(89e) Optimum Operation of Complex Combined Heat and Power Systems of Two Parallel Gas Facilities | AIChE

(89e) Optimum Operation of Complex Combined Heat and Power Systems of Two Parallel Gas Facilities

Authors 

Al-Utaibi, D., Saudi Aramco
Al-Dandan, H., Saudi Aramco

In the oil and gas industry, the energy demands of heat, steam, power and fuel is highly dependent to the oil or gas processed by the facility. The utilities’ system design for those facilities normally built to account for the maximum operating rates. However, the plants sometimes operate at partial loading and because of the reliability constraints, boilers operate at minimum loading resulting to having some wasted steam passing over finfan condensers. Current models for optimizing the operation of utilities’ systems (Combined heat and Power Models) of a facility were being developed to look at the available operational modification changes in a facility yields to better performance, but in the partial loading the operational modifications are limited and sometimes not available. Partial loading leads to high energy consumption and wasting of valuable energy even with using optimization tools sometimes.

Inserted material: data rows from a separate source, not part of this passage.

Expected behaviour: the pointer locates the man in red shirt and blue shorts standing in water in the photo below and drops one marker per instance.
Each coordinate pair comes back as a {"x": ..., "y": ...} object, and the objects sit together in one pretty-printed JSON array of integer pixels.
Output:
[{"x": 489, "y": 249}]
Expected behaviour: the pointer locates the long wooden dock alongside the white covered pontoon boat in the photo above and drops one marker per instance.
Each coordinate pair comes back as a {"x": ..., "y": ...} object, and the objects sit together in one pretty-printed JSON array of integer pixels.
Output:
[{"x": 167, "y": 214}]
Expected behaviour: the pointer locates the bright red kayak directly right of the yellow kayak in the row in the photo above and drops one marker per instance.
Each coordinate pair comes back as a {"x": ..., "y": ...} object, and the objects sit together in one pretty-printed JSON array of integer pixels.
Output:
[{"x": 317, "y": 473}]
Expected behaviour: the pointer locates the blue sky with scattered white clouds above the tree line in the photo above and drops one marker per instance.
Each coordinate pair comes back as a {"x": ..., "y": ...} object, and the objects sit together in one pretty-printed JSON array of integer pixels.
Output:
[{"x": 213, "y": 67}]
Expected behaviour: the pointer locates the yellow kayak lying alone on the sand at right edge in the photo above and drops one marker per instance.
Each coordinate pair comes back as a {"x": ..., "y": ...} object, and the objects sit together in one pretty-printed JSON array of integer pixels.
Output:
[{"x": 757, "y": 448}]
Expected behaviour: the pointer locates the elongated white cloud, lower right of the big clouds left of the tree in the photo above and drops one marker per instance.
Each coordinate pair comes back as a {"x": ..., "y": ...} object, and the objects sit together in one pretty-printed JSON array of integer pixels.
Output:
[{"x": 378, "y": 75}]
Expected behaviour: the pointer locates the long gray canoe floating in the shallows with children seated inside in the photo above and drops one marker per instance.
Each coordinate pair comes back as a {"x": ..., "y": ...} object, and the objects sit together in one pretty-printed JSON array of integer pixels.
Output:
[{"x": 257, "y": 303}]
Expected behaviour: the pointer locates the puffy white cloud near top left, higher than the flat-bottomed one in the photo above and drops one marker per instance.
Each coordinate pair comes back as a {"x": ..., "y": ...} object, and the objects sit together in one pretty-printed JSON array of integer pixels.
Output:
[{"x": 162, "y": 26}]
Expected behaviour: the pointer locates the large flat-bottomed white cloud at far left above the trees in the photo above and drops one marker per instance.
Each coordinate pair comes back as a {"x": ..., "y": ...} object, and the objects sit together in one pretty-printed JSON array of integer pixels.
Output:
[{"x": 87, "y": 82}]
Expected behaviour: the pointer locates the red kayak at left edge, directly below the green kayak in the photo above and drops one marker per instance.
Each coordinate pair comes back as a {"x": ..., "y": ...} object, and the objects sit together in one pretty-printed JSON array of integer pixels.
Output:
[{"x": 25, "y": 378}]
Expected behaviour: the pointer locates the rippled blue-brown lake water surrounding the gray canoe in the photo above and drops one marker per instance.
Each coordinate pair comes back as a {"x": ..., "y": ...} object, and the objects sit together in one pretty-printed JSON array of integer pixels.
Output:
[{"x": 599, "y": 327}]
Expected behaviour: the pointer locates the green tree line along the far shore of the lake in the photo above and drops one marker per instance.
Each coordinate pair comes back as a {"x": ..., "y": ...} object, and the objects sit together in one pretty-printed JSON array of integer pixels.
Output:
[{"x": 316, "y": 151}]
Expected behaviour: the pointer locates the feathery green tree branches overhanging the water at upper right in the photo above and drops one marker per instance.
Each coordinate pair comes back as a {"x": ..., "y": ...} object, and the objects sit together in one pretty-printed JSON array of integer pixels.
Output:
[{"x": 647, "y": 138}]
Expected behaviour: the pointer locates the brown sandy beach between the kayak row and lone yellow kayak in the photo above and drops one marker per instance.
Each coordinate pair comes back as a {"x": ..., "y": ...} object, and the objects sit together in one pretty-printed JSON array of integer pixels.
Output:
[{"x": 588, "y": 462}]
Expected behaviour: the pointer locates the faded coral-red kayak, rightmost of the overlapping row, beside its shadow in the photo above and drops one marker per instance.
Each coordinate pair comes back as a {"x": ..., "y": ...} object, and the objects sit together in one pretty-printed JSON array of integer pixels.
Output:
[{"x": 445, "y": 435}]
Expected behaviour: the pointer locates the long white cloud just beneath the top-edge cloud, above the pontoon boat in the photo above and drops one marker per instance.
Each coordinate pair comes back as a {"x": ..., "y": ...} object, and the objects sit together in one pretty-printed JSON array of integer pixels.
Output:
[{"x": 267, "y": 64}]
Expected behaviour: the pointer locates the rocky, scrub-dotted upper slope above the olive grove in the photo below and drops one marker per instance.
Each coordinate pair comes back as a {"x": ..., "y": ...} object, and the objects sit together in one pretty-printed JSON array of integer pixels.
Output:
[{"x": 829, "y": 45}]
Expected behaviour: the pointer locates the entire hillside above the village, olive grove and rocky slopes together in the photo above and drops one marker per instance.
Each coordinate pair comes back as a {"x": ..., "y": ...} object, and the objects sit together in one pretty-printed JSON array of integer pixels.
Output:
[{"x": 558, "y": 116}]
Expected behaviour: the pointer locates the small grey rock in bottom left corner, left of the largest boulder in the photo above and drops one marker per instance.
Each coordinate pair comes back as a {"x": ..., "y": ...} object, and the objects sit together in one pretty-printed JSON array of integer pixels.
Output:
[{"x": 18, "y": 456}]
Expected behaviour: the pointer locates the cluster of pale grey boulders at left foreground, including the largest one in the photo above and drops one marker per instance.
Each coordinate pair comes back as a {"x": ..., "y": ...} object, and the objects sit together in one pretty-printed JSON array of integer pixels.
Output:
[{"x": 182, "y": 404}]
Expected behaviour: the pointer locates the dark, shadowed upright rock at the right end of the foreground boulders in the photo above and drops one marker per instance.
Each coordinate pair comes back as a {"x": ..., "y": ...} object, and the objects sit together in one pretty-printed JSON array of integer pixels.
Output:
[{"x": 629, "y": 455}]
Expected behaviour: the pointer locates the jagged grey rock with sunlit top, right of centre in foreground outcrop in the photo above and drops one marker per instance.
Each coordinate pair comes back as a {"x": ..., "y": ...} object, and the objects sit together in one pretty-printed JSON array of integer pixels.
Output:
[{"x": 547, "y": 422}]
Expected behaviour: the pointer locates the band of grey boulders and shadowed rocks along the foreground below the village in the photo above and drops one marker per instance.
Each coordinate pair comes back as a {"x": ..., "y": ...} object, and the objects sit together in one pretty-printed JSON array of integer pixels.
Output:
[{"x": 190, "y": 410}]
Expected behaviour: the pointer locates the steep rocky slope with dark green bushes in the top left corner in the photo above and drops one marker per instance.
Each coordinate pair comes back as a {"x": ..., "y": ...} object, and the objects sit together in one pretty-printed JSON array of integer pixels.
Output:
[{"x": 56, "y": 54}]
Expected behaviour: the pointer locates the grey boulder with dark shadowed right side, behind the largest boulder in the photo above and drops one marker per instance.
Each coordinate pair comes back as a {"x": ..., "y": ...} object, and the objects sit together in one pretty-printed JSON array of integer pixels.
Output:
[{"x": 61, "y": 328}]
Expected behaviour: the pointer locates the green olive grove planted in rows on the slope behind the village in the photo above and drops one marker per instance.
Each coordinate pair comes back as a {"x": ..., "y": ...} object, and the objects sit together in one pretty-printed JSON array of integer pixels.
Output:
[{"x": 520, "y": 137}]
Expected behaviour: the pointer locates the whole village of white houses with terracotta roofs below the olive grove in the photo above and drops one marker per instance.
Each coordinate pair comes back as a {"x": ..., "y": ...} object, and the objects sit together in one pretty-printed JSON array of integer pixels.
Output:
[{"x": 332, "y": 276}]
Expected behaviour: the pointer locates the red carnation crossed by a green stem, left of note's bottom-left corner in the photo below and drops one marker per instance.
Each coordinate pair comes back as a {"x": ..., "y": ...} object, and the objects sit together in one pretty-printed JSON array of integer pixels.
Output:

In this paper, a new optimization technique is being introduced so that the overall energy consumption for the whole system of parallel facilities would be minimized. The idea here is basically extending the boundary of the optimization problem from a facility level a lone to optimizing a system of similar facilities. In house models were being built to come up with our findings. The complete set of models developed composed of: (2) Standalone models for utilities optimization (CHP optimization models) for each facility interacting with a planning model for allocating oil and gas production to each facility to meet certain oil and gas production needed. Energy correlations to relate energy requirements of a facility with the amount of gas or crude processed. These correlations were built using historical data of actual operation of those facilities. The analysis resulted in around 3% to 5% more energy savings compared to individual plants optimization.